Having your company and brand take a visible stand in not only supporting local community movements, but also standing up for things that are important on a nation (and even international) level is core to the ethos of your brand and ensuring you will attract customers willing to do business with brands that shows the world it is more than only trying to make a profit.

The importance of giving back goes a long way these days.

An Excellent Startup Brand = Distilled Signal + Memorable Breakthrough + Postive Association

The author of Contagious: How to Deliver a ‘Viral’ Message updated his asset with an equation differentiating what memorable and powerful brands possess versus other brands.

Have you solved for this equation in order to define what you want your first brand to feel like from the standpoint of your audience?

Creating Signal/Association:

Not only will you need to have a deep understanding of what a positive emotional connection around your brand will mean for helping you create a set of values and visual identity that your target market can identify with and appeal to, but the other aspect is that you will also need to build your brand in such a way where the association that is developed will be able to stay with customers no matter what and for a long time.

Your brand will change and evolve over the years—sometimes even months! And that is ok. As you build your brand identity, we suggest going through a similar facet Microsoft does as well:

Meetings are memorable when:

This also goes back to the first point that we wrote about—the difference between a good brand and a great one is defining the emotive and human feelings that you want to create around the idea of people doing business with your brand.

While we covered what will likely create that positive association in a prospective customers’ minds, you should also explore the other side of the coin as well:

How do my (!not potential customers, however all the same, important to account for in your branding strategy)_feel about me creating a brand that identifies with these customers and not them?_

Expanding this thought further, we think answering tough and honest questions that are core to some strong-running debates today, will enable you to unlock your true feelings, and the subsequent answers that will influence brand decisions for many years to come:

  • non-Is equality more important or community?
  • non-Is peace more important or justice?
  • non-Is economic efficiency more important or benefit to society?
  • non-Is technological efficiency more important or greater human connection?

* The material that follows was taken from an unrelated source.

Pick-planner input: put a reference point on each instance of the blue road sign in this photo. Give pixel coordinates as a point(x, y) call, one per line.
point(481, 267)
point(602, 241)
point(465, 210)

So why go through such tree-hugging-diving-deeping-exercises? The fact of the matter is if you can arrive at honest answers for yourself, your own opinions and feelings around why this or that is important—the more clear you will arrive at tangible visual brand assets (like your logo) or aspects of your product that you end up building out that reflects your values and opinions about the world.

Your answers will help your team (as well as help you!) think about how to integrate your identity and desired customer outcome not only into your product development, but your sales and marketing activities and your websites copy and brand voice through emails and support—the list of impacts goes on!

Conclusion

We hope you now have a better understanding—and have been inspired in at least one way—about how you can build a great brand that people will love, today and years in the future.

The brand you create is so important not to only your prospective customers, but to the team that you end of building around your first idea—as well as an inspiring beacon for you to come back to whenever you are having a tough week or are struggling to ship the next product update.